Dans la publicité de Sotheby's et d'autres sources, l'archéologue Eric Bourdonneau a trouvé des preuves claires que la statue avait été pillée : ses jambes correspondent exactement aux pieds coupés sur un piédestal que les pillards avaient laissé au temple de Koh Ker à Prasat Chen. Il a identifié la statue comme étant Duryodhana, le protagoniste d'un tableau de neuf statues représentant la scène de bataille décisive d'un poème épique hindou, le Mahabharata.

Après avoir appris que la statue avait probablement été volée, le vice-Premier ministre du Cambodge a contacté les autorités américaines pour arrêter la vente, avec des heures à perdre. La vente avortée a déclenché une enquête fédérale américaine et, huit ans plus tard, l'acte d'accusation de Latchford.
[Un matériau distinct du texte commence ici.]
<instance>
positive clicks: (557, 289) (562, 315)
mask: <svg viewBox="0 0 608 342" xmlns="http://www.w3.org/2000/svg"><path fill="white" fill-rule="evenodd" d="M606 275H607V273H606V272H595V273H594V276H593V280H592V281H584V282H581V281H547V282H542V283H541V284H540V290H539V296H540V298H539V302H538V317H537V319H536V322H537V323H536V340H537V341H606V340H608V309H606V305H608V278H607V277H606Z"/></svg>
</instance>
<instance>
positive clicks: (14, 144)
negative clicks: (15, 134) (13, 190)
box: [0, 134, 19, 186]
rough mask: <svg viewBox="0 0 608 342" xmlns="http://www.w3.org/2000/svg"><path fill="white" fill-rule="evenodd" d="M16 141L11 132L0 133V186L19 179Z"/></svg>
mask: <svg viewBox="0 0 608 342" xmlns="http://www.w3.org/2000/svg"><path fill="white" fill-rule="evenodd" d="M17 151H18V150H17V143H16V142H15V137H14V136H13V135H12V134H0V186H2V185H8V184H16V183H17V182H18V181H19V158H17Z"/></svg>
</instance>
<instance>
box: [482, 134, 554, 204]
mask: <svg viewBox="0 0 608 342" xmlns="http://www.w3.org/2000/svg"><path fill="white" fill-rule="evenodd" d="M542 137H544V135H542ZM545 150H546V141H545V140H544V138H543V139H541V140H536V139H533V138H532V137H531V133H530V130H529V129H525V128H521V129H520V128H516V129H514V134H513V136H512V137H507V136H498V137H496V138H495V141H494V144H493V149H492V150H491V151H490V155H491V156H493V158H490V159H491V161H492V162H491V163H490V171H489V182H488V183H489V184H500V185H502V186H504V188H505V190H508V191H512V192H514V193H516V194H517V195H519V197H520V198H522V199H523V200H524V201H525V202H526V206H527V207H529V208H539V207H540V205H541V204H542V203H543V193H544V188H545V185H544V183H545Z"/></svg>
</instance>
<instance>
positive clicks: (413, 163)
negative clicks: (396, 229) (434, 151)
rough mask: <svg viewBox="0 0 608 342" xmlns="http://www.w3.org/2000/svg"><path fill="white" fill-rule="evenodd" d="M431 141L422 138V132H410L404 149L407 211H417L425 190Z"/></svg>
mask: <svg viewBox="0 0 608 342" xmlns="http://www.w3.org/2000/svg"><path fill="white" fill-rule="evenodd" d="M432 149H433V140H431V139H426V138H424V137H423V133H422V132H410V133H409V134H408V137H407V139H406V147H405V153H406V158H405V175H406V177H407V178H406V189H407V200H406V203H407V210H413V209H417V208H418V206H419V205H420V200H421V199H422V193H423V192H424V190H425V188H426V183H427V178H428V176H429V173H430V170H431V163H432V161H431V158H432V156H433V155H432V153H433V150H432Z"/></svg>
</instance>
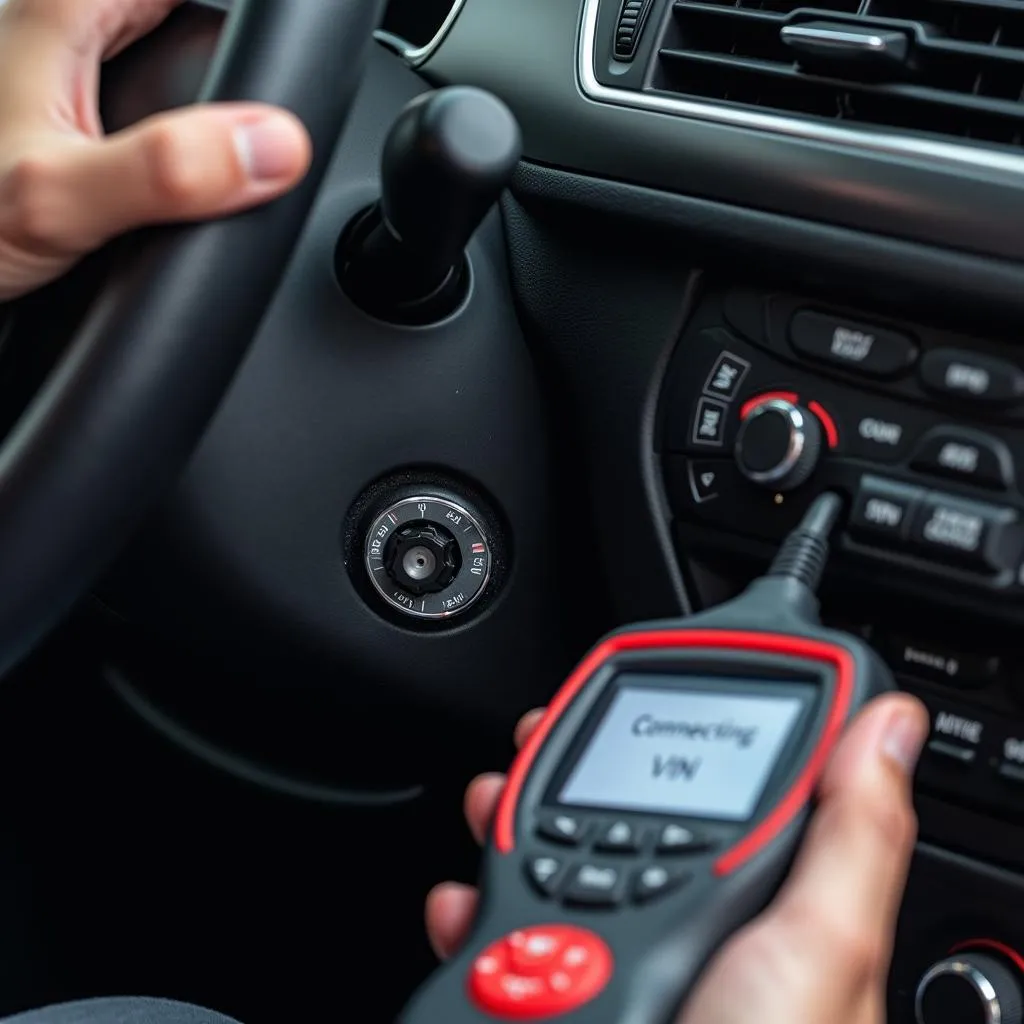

Alors que les enquêteurs se rapprochent, les reliques sont déplacées à l'étranger

L'acte d'accusation de Latchford par les procureurs américains visait à contraindre lui de remettre toutes les reliques pillées et tout l'argent qu'il avait gagné grâce aux ventes. De telles confiscations sont courantes dans les cas d'œuvres d'art volées.

Mais les sociétés offshore peuvent offrir une protection contre ce type de responsabilité.

Au printemps 2011, selon des documents obtenus par l'ICIJ, des membres de la famille Latchford se sont tournés vers Trident Trust, l'une des nombreuses sociétés spécialisées dans aider les familles riches à créer des sociétés et des fiducies offshore, une pratique qui, selon les critiques, leur permet d'échapper aux impôts et à la surveillance du gouvernement.

Trident Trust a des bureaux dans plus de 20 pays et autres juridictions, presque tous précédemment désignés par l'Organisation de coopération et de développement économiques et le Tax Justice Network comme paradis fiscaux ou de secret. Selon le site Web de Trident, l'entreprise travaille depuis longtemps avec des « familles fortunées » pour conclure des arrangements financiers « qui aident à préserver la richesse de génération en génération ».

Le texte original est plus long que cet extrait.